September 25, 2019 by Greg Meckbach
Ontario’s Divisional Court ruled this week against Aviva Canada, which wants to challenge a Licence Appeal Tribunal ruling in favour of an auto accident benefits claimant. The case involves how Aviva denied the claim, which was to check a box labelled “medical reason,” with a short, boilerplate descriptor next to the ticked box.
Brian Hedley was injured in 2014. He went to an occupational therapist who submitted treatment and assessment plans to Aviva in June, 2016.
On July 8 of that year, Aviva sent Hedley a notice of denial. Aviva said it wants Hedley to attend an insurer’s examination, telling the claimant the insurer is “unable to determine whether the recommendations are reasonably required for the injuries you received in this motor vehicle accident.” In a box labelled “Medical Reason,” Aviva wrote “The type(s) of treatment does not appear consistent with the patient’s diagnosis.”

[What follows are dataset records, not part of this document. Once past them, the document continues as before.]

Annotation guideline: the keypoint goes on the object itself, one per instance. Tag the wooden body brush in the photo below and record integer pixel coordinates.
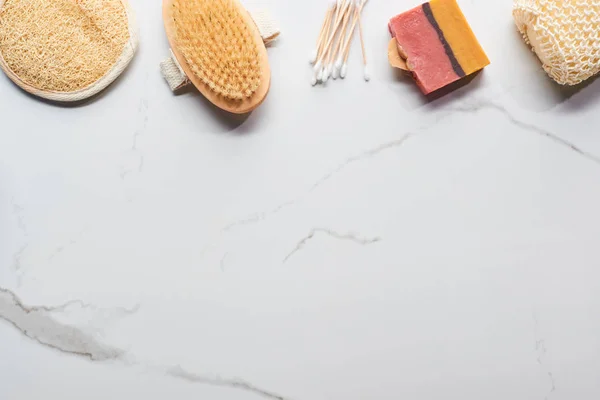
(219, 48)
(65, 50)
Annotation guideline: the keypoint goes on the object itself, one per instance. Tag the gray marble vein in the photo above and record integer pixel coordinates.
(336, 235)
(180, 373)
(261, 216)
(37, 323)
(487, 104)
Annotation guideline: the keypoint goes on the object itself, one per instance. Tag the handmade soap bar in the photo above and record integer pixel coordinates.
(437, 43)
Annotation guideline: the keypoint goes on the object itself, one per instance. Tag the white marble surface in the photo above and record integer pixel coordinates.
(350, 242)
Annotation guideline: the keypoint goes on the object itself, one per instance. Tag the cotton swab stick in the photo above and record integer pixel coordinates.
(362, 45)
(336, 55)
(320, 60)
(326, 21)
(327, 61)
(333, 56)
(348, 40)
(318, 72)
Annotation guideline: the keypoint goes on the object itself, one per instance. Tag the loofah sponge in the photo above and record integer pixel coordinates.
(565, 35)
(218, 46)
(65, 50)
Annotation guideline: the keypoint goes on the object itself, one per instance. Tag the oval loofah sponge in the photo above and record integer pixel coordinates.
(218, 46)
(65, 50)
(565, 35)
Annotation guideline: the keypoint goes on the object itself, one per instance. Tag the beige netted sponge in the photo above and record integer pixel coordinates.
(65, 50)
(218, 46)
(565, 35)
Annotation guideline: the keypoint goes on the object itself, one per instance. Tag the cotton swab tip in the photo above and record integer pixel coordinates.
(313, 56)
(339, 62)
(317, 67)
(335, 73)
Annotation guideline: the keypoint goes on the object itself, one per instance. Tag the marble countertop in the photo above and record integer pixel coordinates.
(349, 242)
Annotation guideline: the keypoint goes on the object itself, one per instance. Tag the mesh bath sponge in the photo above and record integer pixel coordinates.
(565, 35)
(65, 50)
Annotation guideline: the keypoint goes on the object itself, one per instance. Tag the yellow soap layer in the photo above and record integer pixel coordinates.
(458, 34)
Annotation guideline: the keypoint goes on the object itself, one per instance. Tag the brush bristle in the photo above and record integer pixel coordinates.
(218, 46)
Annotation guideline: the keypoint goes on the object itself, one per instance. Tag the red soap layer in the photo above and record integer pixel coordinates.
(425, 53)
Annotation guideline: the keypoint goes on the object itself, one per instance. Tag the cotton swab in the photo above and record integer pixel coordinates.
(344, 68)
(315, 53)
(334, 60)
(332, 36)
(317, 71)
(330, 57)
(326, 23)
(362, 45)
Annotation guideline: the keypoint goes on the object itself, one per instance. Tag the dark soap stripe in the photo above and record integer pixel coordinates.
(455, 64)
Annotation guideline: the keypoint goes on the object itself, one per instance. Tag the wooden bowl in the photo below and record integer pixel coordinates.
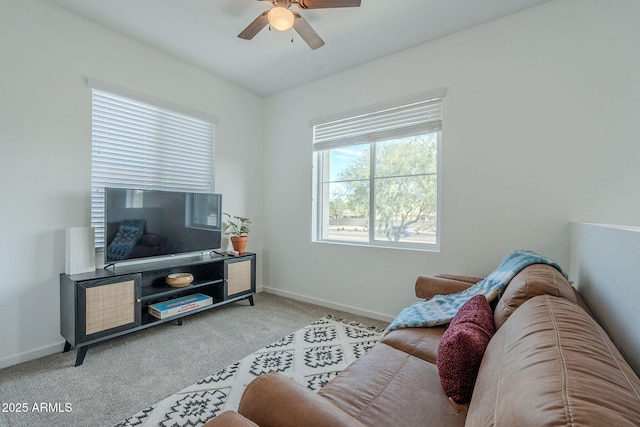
(178, 280)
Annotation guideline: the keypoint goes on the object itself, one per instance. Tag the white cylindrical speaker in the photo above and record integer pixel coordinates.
(80, 250)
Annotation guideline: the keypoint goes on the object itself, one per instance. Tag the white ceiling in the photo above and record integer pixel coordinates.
(204, 33)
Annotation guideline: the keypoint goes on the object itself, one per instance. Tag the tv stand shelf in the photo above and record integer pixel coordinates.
(108, 303)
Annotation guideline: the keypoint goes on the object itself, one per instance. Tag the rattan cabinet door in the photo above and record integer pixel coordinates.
(239, 276)
(108, 306)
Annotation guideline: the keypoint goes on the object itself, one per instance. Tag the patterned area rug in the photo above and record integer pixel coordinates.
(311, 356)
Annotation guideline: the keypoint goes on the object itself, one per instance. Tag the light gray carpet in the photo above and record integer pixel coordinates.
(127, 374)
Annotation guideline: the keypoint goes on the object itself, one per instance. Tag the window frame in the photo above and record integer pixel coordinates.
(123, 178)
(320, 154)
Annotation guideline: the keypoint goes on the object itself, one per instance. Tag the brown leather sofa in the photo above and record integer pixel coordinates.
(549, 363)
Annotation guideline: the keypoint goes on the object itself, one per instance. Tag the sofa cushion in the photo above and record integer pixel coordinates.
(534, 280)
(552, 364)
(462, 346)
(388, 387)
(418, 342)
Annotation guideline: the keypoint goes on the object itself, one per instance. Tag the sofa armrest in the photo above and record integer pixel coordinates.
(275, 400)
(230, 419)
(429, 286)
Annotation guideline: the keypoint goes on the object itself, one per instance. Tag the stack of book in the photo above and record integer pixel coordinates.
(181, 305)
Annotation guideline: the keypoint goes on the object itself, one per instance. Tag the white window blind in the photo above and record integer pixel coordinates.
(411, 116)
(139, 145)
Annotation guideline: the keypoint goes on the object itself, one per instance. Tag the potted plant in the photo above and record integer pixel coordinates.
(238, 228)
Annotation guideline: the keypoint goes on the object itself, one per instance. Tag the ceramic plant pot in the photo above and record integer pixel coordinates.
(239, 243)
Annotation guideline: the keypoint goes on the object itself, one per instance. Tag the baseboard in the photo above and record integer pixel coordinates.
(31, 355)
(328, 304)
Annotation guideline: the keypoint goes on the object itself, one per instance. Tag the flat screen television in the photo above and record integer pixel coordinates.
(152, 223)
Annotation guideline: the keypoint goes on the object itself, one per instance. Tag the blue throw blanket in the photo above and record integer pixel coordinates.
(441, 309)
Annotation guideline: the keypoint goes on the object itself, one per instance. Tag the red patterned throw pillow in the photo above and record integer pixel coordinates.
(462, 346)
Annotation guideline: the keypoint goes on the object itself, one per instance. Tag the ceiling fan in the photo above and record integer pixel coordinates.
(282, 19)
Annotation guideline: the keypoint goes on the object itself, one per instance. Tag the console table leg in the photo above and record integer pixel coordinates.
(81, 353)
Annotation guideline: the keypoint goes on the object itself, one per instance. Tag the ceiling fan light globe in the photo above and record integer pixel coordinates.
(281, 18)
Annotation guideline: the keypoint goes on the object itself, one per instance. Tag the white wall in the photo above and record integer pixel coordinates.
(45, 147)
(540, 128)
(604, 263)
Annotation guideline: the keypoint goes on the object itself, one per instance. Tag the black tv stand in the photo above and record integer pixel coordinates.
(107, 303)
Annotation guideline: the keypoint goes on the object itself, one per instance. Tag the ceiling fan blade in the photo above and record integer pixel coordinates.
(307, 33)
(254, 28)
(320, 4)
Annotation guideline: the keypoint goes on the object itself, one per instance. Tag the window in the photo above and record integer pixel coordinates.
(141, 143)
(376, 175)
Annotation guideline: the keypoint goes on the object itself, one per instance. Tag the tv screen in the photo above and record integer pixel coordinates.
(151, 223)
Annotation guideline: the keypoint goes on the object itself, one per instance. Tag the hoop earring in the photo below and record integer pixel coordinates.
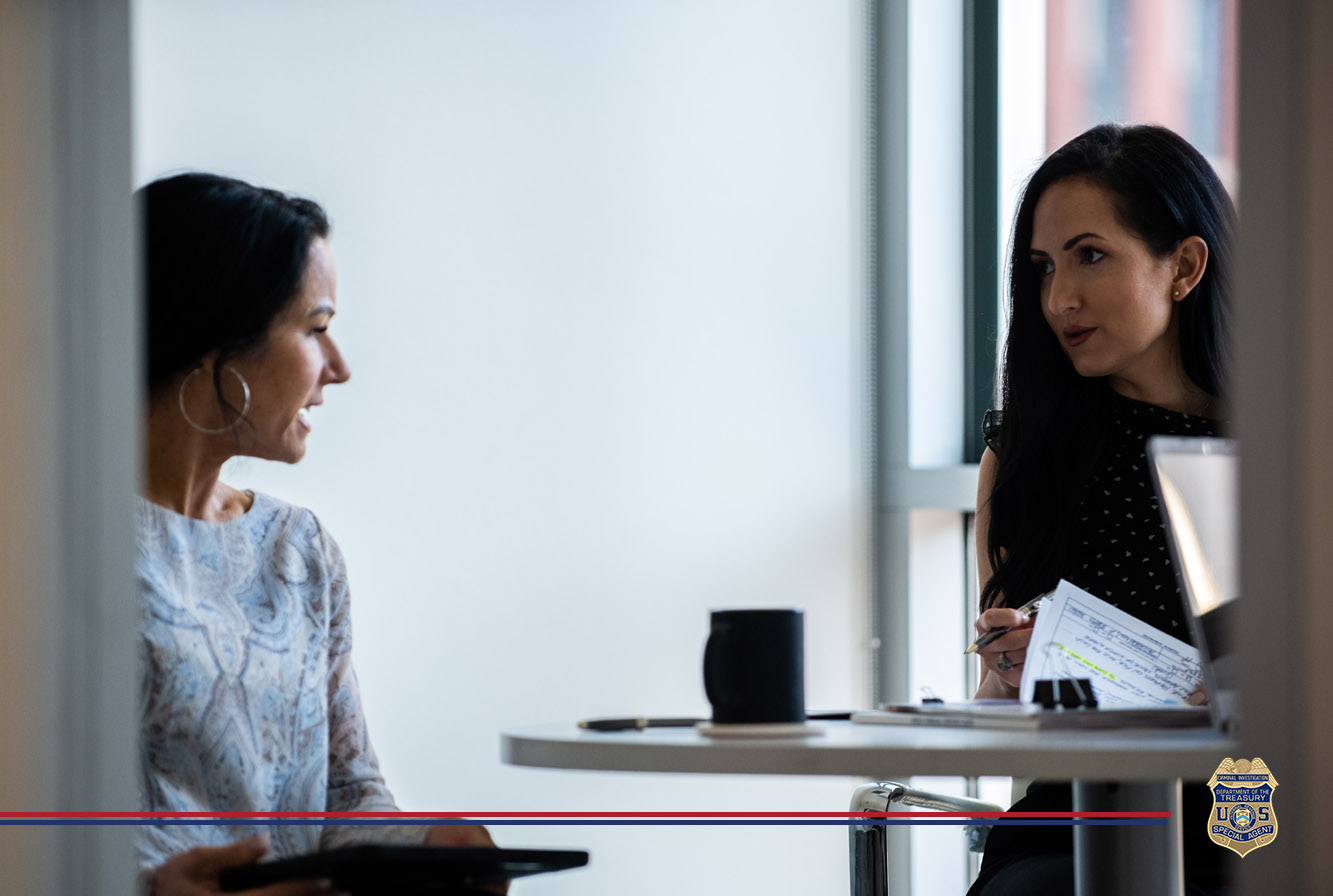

Hedley asked for clarification from Aviva and ultimately took his claim to the LAT, a quasi-judicial body that adjudicates accident benefits claims disputes.
Both insurers and claimants are able to appeal LAT decisions to Divisional Court but only on a matter of law.
Initially, a LAT adjudicator ruled in favour of Aviva but that was overturned on reconsideration by LAT executive chair Linda Lamoureux. She characterized as “sparse” the reasons Aviva gave Hedley for denying his claim and asking for an insurer’s medical examination.
Aviva appealed to Divisional Court, arguing the Lamoureux should have shown deference to the original adjudicator’s ruling.
Section 38 (8) of Ontario Regulation 34/10 (also known as the Statutory Accident Benefits Schedule or SABS) gives auto accident benefits insurers 10 business days to respond to claimants’ treatment and assessment plans. If the insurer thinks any part of that plan is not reasonable and necessary, it must give the claimant medical reasons.
“Where reasons are required, they must be meaningful in order to permit the insured to decide whether or not to challenge the insurer’s determination,” Justice Ryan Bell wrote for the Divisional Court in its unanimous ruling, Hedley v. Aviva Insurance Company of Canada, released Sept. 23, 2019. “Mere ‘boilerplate’ statements do not provide a principled rationale to which an insured can respond. In essence, such statements constitute no reasons at all.”
The divisional court denied Aviva’s request to have the original LAT adjuciator’s decision reinstated, awarding $3,500 in costs to Hedley.
The original decision had a “significant error of law” because giving effect to Aviva’s “sparse reasons” would run counter to the consumer protection objective of the SABS, Lamoureux wrote.
Lamoureux also found that the benefits included in the treatment plans “were entirely consistent with Mr. Hedley’s diagnosis of low back pain,” wrote Justice Bell.
The Divisional Court found the standard of review in this case is reasonableness and that Lamoureux’s ruling is within the range of reasonable outcomes.
Section 44 of the SABS gives insurers the right to require claimant’s to be examined by medical professionals selected by the insurer, provided that is “not more often than is reasonably necessary.” Insurers who do elect to require an insurer’s examination must give the claimant notice, which must include “the medical and any other reasons for the examination.”
An insurer meets its notice obligations under the SABS – for giving a claimant medical reasons – if it “offers a principled rationale based fairly on an insured’s file,” Lamoureaux wrote in an earlier LAT ruling which she cited in Hedley.